Я сразу же приехал. Дядя лежал на высоких подушках, худой и бледный. Он попросил всех уйти из комнаты.
— Сергей, — очень тихо произнес мой дядя, — я умираю…
Я молчал.
— Я не боюсь смерти, — продолжал мой дядя.
Он выждал паузу и заговорил снова:
— Я честно заблуждался… Мучительно переживал свои ошибки… И вот что я понял. Те святыни, под знаком которых я жил, оказались ложными… Я потерпел идейный крах…
Дядя попросил воды. Я поднес чашку к его губам.
— Сергей, — продолжал мой дядя, — я всегда ругал тебя. Я ругал тебя, потому что боялся. Я боялся, что тебя арестуют. Ты очень невоздержан… Я критиковал тебя, но внутренне соглашался. Ты должен меня понять. Сорок лет в этой… — (тут дядя грязно выругался), — партии. Шестьдесят лет в этом… — (тут дядя повторил ругательство), — государстве…
— Успокойся, — сказал я.
— …превратили меня в шлюху, — закончил дядя.
Он сделал усилие и продолжал:
— Ты всегда был прав. Я возражал, потому что боялся за тебя. Прости…
Он заплакал. Мне стало очень жаль его. Но тут пришли медработники и увезли дядю в больницу.
Моего дядю увезли в обыкновенную больницу. Тетка думала, что его увезут в Свердловскую.
— Ты же старый большевик, — говорила она.

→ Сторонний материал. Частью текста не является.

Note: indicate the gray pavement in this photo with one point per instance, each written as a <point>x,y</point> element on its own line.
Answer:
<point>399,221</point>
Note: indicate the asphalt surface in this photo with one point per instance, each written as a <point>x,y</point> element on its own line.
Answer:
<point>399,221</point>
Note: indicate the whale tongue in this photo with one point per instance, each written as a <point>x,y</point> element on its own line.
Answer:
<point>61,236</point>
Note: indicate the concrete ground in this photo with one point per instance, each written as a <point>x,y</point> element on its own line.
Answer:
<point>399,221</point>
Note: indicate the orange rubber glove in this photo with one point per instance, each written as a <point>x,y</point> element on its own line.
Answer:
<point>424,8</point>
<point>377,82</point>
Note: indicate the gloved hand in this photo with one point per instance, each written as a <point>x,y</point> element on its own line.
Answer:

— Нет, — возражал мой дядя, — я не старый большевик.
— То есть как?
— Старый большевик — конкретное понятие. Старый большевик — это кто вступил до тридцать пятого года. А я вступил несколько позже.
Тетка не могла поверить.
— Значит, ты не старый большевик?!
— Нет.
— Все равно, — говорила она, — может, и тебе что-нибудь полагается?
— Возможно, — соглашался дядя, — возможно, и мне что-то полагается. Например, яблоко…
Короче, моего дядю увезли в обыкновенную больницу. Когда его осматривал лечащий врач, дядя спросил:
— Доктор, вы фронтовик?
— Да, — ответил врач, — я фронтовик.
— И я фронтовик, — сказал мой дядя, — ответьте честно, как фронтовик фронтовику, долго ли я пролежу в больнице?
— При благоприятном ходе событий — месяц, — ответил врач.
— А при неблагоприятном, — усмехнулся дядя, — значительно меньше?..
Он пролежал в больнице недели три. И его привезли домой.
Я сразу же его навестил.
Мой дядя казался печальным и тихим. Словно обрел какую-то высшую мудрость.
Однако когда я упомянул в разговоре Че Гевару, дядя насторожился.
— Авантюрист и гангстер, — сказал я.
— Тунеядец и болван! — реагировал дядя. И дальше с огромным подъемом: — Укажи мне благую идею, лежащую вне коммунизма!..
Тут он неожиданно прервал свою речь. Очевидно, вспомнил наш предсмертный разговор. Виновато покосился на меня.
Я промолчал.
С тех пор мы часто виделись и неизменно ругались. Дядя проклинал рок-музыку, невозвращенца Барышникова и генерала Андрея Власова. Я — бесплатную медицину, «Лебединое озеро» и Феликса Дзержинского.
Потом мой дядя снова заболел.
— Вызовите Сережу, — попросил.
Я сразу же приехал. Дядя выглядел осунувшимся и бледным. На табурете у его изголовья стояли бесчисленные флаконы. Там же интимно розовела вставная челюсть.
— Сергей, — глухо произнес мой дядя.
Я погладил его руку.
— У меня к тебе огромная просьба. Дай слово, что выполнишь ее.
Я кивнул.
— Задуши меня, — попросил дядя.
Я растерянно молчал.
— Мне надоело жить. Я не верю, что коммунизм может быть построен в одной стране. Я скатился в болото троцкизма.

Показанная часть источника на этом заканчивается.